KIN-102 is a small volume nanosuspension of glatiramer acetate complexed with the immunostimulant CpG. KIN-102 combines the documented safety of FDA-approved glatiramer acetate with the abundance of late-stage clinical data of CpG in cancer, vaccines, and infectious disease. By conferring glatiramer acetate’s tumor adhesive properties to CpG’s potency, KIN-102 aims to retain this robust TLR9 agonist in solid tumors, thus amplifying anti-tumor immune effects at the site of injection while mitigating safety concerns caused by systemic exposure.
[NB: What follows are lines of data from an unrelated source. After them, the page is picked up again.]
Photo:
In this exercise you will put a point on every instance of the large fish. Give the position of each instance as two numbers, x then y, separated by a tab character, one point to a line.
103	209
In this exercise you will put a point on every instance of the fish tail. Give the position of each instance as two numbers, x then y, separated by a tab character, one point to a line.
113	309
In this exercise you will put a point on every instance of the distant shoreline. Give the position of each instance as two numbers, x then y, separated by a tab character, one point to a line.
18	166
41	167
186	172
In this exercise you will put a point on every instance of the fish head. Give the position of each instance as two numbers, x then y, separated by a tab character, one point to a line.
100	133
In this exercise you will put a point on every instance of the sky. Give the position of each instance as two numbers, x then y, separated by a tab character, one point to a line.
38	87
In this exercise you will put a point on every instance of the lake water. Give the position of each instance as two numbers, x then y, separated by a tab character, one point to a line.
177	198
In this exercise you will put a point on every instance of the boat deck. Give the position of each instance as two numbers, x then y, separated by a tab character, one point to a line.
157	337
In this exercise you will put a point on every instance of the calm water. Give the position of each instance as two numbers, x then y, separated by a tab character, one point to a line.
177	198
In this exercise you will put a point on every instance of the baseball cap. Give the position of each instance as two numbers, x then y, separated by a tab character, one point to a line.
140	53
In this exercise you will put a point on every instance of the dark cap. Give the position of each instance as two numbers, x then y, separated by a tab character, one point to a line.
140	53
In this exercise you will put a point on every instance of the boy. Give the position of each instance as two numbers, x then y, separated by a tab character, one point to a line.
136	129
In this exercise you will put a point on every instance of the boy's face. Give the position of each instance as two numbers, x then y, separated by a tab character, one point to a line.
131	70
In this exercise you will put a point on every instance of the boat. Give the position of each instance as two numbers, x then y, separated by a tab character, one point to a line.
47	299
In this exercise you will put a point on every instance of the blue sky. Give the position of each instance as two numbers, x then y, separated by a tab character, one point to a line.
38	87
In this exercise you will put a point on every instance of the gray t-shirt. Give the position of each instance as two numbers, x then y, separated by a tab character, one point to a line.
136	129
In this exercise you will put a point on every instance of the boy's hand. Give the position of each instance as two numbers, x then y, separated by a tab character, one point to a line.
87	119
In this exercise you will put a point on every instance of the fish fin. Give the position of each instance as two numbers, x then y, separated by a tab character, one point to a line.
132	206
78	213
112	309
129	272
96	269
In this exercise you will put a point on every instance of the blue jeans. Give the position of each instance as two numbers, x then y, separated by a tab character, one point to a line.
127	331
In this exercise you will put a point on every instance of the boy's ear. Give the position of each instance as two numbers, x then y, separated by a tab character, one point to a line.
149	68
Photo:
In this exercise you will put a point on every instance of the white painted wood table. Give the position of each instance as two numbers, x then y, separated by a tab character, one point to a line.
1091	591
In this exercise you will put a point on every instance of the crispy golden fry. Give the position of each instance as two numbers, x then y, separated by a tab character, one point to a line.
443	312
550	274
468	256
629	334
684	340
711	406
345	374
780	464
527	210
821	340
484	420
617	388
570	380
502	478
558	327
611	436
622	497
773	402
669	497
"This award from the NCI will help Kinimmune continue the preclinical development of KIN-102," shared Nabil Alhakamy, COO and Co-Founder of Kinimmune. "In 2021, King Abdulaziz University seeded Kinimmune with a financial investment, and additional resources from the University of Kansas Medical Center and BioGenerator Ventures have gone far to bring us to this point while continuing to catalyze our progress."

About KIN-102

KIN-102 is a tumor-adhesive formulation of the immunostimulant CpG. Designed to persist in tumor tissue, KIN-102 is intended to mitigate systemic immune-related adverse events while potentiating immune activity in the tumor microenvironment and draining lymph nodes. By localizing TLR9 ligation to the tumor microenvironment, KIN-102 is intended to turn ‘cold’ tumors ‘hot.’